Pese a la mancha en la base de la figura de Psique, Gwendolen no pensó ni por un momento que fuera eso lo que había ocurrido. Eso era cosa de ficción y, como tal, algo que ella había leído muchas veces a lo largo de los años. No lo dijo porque lo creyera cierto, ni siquiera porque lo considerara remotamente probable, sino para insultarlo. No se percató de que Mix había palidecido y que su rostro inexpresivo ya no tenía un gesto perdido. Pero él no dijo nada, sólo bajó la mirada, que hasta entonces había tenido clavada en ella.
Triunfalmente, Gwendolen vio que lo había derrotado por completo y ahora terminaría el trabajo.
– Mañana por la mañana sin falta informaré a la policía. Cuando salga de la cárcel, dudo que quiera volver aquí, aunque le esté permitido hacerlo.
– ¿Ha terminado? -preguntó Mix.
– Casi -contestó Gwendolen-. Sólo le repito que mañana por la mañana voy a informar a la policía de sus actividades.
Cuando Mix se hubo marchado, la mujer tuvo que echarse. En cuanto oyó que se cerraba la puerta de su piso (del portazo que dio pareció que temblaba la casa entera), se levantó como pudo del sofá y empezó a andar lentamente hacia las escaleras. Más tarde quizá no tuviera fuerzas suficientes para subir, pues ya carecía de ellas para iniciar el ascenso. Permaneció unos diez minutos sentada en el suelo y luego empezó a subir los peldaños a gatas. Tuvo la impresión de haber tardado horas en llegar a su dormitorio y entrar en él.

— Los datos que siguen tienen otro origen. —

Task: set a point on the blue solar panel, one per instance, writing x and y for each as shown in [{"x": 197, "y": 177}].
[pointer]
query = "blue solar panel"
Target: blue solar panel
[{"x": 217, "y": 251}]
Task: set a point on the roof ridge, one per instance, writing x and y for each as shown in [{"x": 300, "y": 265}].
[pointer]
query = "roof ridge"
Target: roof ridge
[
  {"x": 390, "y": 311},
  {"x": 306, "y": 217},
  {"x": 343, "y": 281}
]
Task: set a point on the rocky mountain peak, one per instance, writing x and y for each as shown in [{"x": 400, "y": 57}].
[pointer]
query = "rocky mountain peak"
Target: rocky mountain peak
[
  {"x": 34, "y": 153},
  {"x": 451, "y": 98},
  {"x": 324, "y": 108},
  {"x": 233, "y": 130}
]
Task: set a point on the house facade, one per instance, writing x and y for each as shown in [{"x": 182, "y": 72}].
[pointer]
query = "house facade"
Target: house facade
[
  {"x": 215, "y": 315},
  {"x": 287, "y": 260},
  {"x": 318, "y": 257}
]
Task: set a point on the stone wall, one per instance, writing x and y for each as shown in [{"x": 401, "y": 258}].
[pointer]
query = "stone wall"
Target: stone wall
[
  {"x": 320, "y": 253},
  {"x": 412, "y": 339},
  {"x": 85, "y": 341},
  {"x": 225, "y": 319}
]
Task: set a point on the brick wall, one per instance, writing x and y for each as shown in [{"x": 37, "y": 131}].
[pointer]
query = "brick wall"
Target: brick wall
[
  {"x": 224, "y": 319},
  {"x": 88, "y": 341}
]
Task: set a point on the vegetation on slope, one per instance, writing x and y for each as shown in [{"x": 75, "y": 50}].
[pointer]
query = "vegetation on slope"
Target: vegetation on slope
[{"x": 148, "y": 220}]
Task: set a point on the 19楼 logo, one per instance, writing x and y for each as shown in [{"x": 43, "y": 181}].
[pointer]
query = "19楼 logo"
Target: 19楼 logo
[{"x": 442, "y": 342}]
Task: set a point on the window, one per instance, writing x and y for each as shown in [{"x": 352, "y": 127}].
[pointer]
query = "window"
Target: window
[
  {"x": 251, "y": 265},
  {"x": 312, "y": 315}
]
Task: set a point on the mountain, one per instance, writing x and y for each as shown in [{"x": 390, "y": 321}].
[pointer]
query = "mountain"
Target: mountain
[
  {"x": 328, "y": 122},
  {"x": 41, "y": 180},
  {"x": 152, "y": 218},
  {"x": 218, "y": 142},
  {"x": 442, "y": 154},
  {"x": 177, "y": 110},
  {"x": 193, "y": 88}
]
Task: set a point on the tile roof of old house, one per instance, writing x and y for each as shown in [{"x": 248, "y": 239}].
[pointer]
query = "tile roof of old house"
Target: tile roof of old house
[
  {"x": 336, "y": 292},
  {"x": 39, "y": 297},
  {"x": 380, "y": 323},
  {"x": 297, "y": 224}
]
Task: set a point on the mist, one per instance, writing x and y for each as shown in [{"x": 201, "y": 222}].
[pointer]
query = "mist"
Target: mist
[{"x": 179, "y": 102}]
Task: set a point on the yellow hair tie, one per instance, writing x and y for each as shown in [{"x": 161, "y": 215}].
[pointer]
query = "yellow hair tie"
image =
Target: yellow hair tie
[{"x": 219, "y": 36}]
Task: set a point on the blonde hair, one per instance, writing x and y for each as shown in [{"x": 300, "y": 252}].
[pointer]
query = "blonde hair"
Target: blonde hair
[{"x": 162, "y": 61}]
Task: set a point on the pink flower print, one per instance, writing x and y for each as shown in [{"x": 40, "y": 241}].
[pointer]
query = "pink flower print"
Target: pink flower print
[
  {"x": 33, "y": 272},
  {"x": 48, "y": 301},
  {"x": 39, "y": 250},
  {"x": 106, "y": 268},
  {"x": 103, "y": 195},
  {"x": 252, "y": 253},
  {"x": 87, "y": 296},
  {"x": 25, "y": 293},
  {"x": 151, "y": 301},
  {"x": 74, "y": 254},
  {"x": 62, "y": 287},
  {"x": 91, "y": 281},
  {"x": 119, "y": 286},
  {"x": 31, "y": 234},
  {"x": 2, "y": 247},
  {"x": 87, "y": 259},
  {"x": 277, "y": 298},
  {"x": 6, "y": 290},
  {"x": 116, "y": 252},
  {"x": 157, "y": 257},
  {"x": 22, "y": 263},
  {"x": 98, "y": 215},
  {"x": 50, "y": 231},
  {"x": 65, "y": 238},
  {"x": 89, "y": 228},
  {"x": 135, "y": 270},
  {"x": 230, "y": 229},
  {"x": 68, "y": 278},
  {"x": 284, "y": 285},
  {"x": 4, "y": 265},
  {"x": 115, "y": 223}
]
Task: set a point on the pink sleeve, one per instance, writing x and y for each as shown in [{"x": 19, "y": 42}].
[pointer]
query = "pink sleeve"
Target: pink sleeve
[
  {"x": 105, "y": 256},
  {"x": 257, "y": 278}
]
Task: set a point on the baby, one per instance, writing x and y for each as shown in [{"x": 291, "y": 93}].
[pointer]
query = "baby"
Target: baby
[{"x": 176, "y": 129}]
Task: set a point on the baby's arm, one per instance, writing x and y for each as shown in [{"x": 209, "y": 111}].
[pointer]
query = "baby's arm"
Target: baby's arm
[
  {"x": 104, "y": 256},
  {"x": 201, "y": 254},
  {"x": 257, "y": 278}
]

Dios quisiera que no tuviera que instalar la cama en el piso de abajo. De momento ni Queenie ni Olive lo habían sugerido, pero lo harían, lo harían… Nunca se sometería a eso, pensó mientras luchaba infructuosamente por desvestirse y ponerse el camisón. Lo que sí consiguió fue quitarse el anillo de rubí y meterlo en el joyero, pensó en lavarse las manos, pero sólo lo pensó. Le parecía tan imposible llegar al baño como ir andando hasta Ladbroke Grove y volver, por decir algo. Se tumbó y cerró los ojos. La flaqueza debilitaba todo su cuerpo, pero el sueño que había sobrevenido con tanta facilidad y de manera tan irresistible durante la última semana, que la embargaba cuando ella no quería e incluso cuando intentaba resistirse, ahora la rehuía, desterrado por la cólera.